# PS1: GPU Population Dynamics Simulation (10 Points)

## Problem Statement
We're going to roll it back and do it all over again, this time on the GPU! As always, we have provided some starter code for you, and your job is to fill in the missing code as specified by the `#TODO#` blocks in the code. You can either just work in the ipynb OR you can work locally with the various files in this folder.

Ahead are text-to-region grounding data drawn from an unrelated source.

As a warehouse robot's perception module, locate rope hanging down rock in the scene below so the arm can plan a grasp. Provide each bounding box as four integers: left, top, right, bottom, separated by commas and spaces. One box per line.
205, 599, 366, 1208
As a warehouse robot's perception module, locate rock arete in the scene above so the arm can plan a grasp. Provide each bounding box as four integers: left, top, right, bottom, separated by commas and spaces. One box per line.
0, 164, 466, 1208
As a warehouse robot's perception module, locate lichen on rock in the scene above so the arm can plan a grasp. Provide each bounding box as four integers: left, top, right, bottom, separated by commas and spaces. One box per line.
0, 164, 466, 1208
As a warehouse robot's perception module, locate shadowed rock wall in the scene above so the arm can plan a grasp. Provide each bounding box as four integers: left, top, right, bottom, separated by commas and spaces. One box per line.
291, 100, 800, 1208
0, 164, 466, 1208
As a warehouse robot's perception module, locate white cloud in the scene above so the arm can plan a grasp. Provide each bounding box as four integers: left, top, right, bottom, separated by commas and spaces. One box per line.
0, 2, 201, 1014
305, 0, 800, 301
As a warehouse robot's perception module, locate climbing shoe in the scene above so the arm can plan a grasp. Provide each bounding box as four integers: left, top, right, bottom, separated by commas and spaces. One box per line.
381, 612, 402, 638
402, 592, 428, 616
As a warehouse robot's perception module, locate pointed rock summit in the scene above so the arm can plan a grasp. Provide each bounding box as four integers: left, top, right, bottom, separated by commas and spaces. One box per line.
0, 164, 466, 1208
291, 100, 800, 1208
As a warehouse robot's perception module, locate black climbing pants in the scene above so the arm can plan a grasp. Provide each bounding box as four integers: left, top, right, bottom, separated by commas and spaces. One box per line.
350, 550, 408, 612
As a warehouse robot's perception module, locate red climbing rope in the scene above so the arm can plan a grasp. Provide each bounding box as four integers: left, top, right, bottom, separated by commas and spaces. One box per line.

## Simulation Description (mostly repeated)
The world is split into `NUM_REGIONS` different regions. Each region is filled with `COMMUNITIES_PER_NUM_SPECIES` different communities of each of the `NUM_SPECIES` different species. Each of the communities is intialized with this information and a `population` and a `growth_rate` which is all packed into a `Species_Community` struct (note that the struct is a tad different to support GPU computations). Note that the struct also contains additional variables which you may or may not need to use depending upon your implementation.

```
typedef struct {
    int population;        // the population of a speciies
    int food_collected;    // the food collected in the current time period
    int region_of_world;   // region of this species community
    int species_type;      // type of species for this species community
    float growth_rate;     // growth_rate for this species community
    bool flag;             // flag in case helpful to have one (you may not need this)
    int helperi;           // flag in case helpful to have one (you may not need this)
    float helperf;         // flag in case helpful to have one (you may not need this)
} Species_Community;
```

For `NUM_TIMEPERIODS` the simulation runs. At each time period all of the members of each species calls the `food_oracle` inorder for everyone to `gather_all_food`. After all food is collected we can `update_all_populations` based on the amount of food gathered. In order to do so we need to first `compute_local_population_share` which is the percentage of all species WITHIN A SINGLE REGION that belong to a given species. We can then use that to `update_community_population` for each community of each species based on 3 rules as listed in later sections of this document.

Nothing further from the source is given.